Valuing Your Contributions
If you contribute cash, it's easy to value your contribution because your deduction equals the amount of the contribution. If you are contributing items instead of cash, the general rule is you can deduct the fair market value of the items. For example, if you buy food for $50 and donate it to the church food pantry, you can claim a $50 deduction. There are special rules for property that has gone up in value, as well as certain types of property like household items, clothing, cars, boats, and airplanes. For example, you can only claim a deduction for clothing or household items if they are in good used condition or better.

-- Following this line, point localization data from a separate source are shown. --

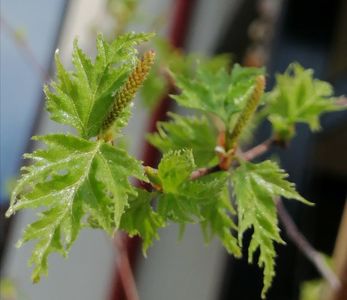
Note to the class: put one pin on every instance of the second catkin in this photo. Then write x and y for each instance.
(128, 90)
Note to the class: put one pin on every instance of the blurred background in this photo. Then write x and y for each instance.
(273, 33)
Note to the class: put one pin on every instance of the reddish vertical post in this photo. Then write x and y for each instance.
(181, 16)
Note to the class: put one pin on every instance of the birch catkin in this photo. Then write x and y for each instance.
(129, 89)
(248, 111)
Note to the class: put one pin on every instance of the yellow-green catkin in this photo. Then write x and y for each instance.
(247, 112)
(129, 89)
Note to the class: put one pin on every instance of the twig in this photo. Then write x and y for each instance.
(125, 271)
(258, 150)
(204, 171)
(306, 248)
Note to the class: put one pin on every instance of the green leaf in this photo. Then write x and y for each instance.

However, if you receive anything in return for your contribution, you must reduce the amount of your contribution by the fair market value of what you receive. For example, say you purchase tickets to a church dinner. Unless that church dinner has an established fair market value, which the organization will tell you, you can't deduct the cost of the ticket. If you purchase an item at an auction that has a fair market value of $50 for $75, with the intent of making a charitable donation, you can deduct the additional $25 you paid.
Deducting Tithes on Taxes
Tithes count as a charitable contribution for income tax purposes, which means you can only claim a deduction if you itemize your deductions instead of taking the standard deduction. Other itemized deductions include mortgage interest, state and local taxes, and medical expenses. In 2018, the standard deduction is $12,000 for single filers, $18,000 for heads of household, and $24,000 for married couples filing jointly. So, unless your itemized deductions, including your tithing, exceed your standard deduction, you won't benefit from your generosity on your taxes.
Restrictions on Total Charitable Deductions
Your total charitable donation can't exceed 50 percent of your adjusted gross income for public charities, which include churches. For example, if your adjusted gross income is $55,000, you can't deduct more than $27,500 in charitable contributions. If you're donating capital gain property, such as appreciated stocks, you're limited to 30 percent of your adjusted gross income. But, if you're over the limit, you can carry forward the excess for up to five years.